I worked at a premiere on Sunday and my food intake for the day went something like this:

8am-7pm:
Nothing (lie-in, followed by frantic outfit cobbling together and general lateness)

7pm-9.30pm:
One hastily purchased, soggy-bottomed cheese and tomato bagel from Snax at Embankment
One bag of popcorn and two bottles of water, kindly left on cinema seat by flunkie

9.30pm - midnight
Three mini wraps
One party-size duck pancake
Four tiny crab cakes
One small bowl of fish chowder
Two satay sticks
One novelty trifle in a shot glass
One novelty chocolate mousse in a shot glass
Another novelty trifle in a shot glass just to make sure the first one was as nice as I thought it was (it was)
One peach and strawberry tequila shot (in a strawberry salted glass, mmm)
About 700 Champagne top-ups

I'm not convinced that this diet is nutritionally balanced. I lived off it for a year before and didn't seem to die, but that's probably because I learned from my esteemed mentor Caroline that if you stand by the kitchen and flirt with the waiters, you get enough canapés to make up a dinner-sized portion.

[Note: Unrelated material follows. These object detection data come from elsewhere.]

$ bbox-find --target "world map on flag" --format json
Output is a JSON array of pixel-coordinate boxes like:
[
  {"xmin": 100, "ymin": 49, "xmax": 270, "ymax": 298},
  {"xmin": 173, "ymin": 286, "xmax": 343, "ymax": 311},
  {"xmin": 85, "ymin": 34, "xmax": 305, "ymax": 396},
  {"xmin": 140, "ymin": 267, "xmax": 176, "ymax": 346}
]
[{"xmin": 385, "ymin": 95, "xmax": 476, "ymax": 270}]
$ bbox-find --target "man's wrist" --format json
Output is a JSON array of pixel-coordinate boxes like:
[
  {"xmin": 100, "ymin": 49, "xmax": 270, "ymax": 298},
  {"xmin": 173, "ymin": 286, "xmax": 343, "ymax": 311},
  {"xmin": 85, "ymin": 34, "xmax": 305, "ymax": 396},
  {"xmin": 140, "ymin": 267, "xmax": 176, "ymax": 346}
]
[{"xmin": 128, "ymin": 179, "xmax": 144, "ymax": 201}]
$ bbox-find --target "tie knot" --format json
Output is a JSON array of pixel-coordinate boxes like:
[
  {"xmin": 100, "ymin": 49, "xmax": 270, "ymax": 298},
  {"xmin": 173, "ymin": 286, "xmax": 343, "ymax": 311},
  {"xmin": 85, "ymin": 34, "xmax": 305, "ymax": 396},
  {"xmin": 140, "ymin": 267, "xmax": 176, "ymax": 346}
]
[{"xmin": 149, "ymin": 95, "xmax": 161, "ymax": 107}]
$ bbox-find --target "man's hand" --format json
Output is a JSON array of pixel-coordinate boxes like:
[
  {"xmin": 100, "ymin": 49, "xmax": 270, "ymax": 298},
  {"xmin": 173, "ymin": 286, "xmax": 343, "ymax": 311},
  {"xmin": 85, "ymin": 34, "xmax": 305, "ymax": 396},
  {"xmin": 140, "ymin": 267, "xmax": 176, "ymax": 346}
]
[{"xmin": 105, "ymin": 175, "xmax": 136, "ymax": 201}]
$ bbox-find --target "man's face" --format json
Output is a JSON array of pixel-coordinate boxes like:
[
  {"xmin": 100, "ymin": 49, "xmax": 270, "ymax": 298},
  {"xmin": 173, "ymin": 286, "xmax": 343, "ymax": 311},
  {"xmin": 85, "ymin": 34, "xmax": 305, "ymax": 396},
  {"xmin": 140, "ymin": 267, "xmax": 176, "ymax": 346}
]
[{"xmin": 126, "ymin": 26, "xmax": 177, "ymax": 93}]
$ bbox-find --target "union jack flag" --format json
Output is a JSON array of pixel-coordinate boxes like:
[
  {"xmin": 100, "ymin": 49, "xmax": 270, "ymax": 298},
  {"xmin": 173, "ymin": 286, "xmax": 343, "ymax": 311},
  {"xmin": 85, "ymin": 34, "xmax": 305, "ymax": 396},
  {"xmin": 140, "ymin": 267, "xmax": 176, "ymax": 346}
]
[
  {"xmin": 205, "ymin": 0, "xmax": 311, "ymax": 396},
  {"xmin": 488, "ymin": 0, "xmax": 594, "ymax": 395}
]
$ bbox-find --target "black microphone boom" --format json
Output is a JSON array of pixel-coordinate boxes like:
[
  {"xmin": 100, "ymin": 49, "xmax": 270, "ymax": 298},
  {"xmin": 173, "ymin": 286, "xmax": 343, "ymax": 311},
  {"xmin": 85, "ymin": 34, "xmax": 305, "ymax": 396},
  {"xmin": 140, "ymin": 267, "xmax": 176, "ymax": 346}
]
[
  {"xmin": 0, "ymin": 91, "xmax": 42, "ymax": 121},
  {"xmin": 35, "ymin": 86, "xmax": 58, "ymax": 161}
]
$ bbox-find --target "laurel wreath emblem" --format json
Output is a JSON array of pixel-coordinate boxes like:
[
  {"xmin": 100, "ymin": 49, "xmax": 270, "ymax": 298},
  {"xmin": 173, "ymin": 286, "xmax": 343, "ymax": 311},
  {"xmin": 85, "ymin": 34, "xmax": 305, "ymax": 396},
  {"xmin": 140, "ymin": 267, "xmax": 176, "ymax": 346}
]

Last night I dined on crab claws, miniature steak sandwiches, itsy-bitsy helpings of steak tatare, muscles and more Champagne, before going home to microwave some M&S veggies and wash them down with half a bottle of red.

How the hell am I supposed to detox and monitor my calorie intake when smiling youths in white shirts and black trousers keep forcing large china spoons containing unidentified garlicy, herby, fish flakes on small green leaves into my face? I've got no idea if I'm eating well or not. It's an absurd way to carry on. Then again, it doesn't involve any cooking or shopping and is free, so I suppose I'll just keep loitering by the kitchen looking for a convenient pot plant in which to offload my spent satay stick.

Tuesday, January 02, 2007

Ref: Seriously, Coldplay?

Dear Amazon,

I read with interest the list of CDs and books recommended for me by you in the 'My Store' area of my Amazon account.

Usually, I would have already decided which items I was going to spunk up to £20 on this month. But after having over 500 random tracks unexpectedly turn up on my iPod, I was short on inspiration and so turned to your list.

Look, I understand that because I attempted to tackle my own ignorance by buying Great Expectations, I was bombarded with suggestions of GCSE level classic novels. And that as I am partial to a bit of dance music, you believed I would be interested in every remastered remix of every Global Underground album ever created.

But Jesus wept Amazon, I thought that after a relationship dating back several years, you would know me better than this. Coldplay? Do you seriously, hand on heart, honestly and truly believe that I would listen to Coldplay? I was under the impression that we had something of an understanding. This is clearly not the case, and quite frankly, I'm insulted. I may have bought Up All Night by Razorlight but this most certainly does not mean I would want to listen to X&Y.

And that wasn't the worst of it! What made you think I would even toy with the idea of so much as lingering on a radio station playing Keane, let alone purchase their Under The Iron Sea offering? I don't care if it only costs £7.76? God knows there is a vast and bewildering array of pop acts beginning with the letter 'K', but even I know that Keane are my least favourite of all those bands.

Maybe you're not entirely to blame. Perhaps if I'd thumped the Not Interested button more vehemently, we'd never have drifted so far apart.

But right now, I feel like I just don't know you anymore.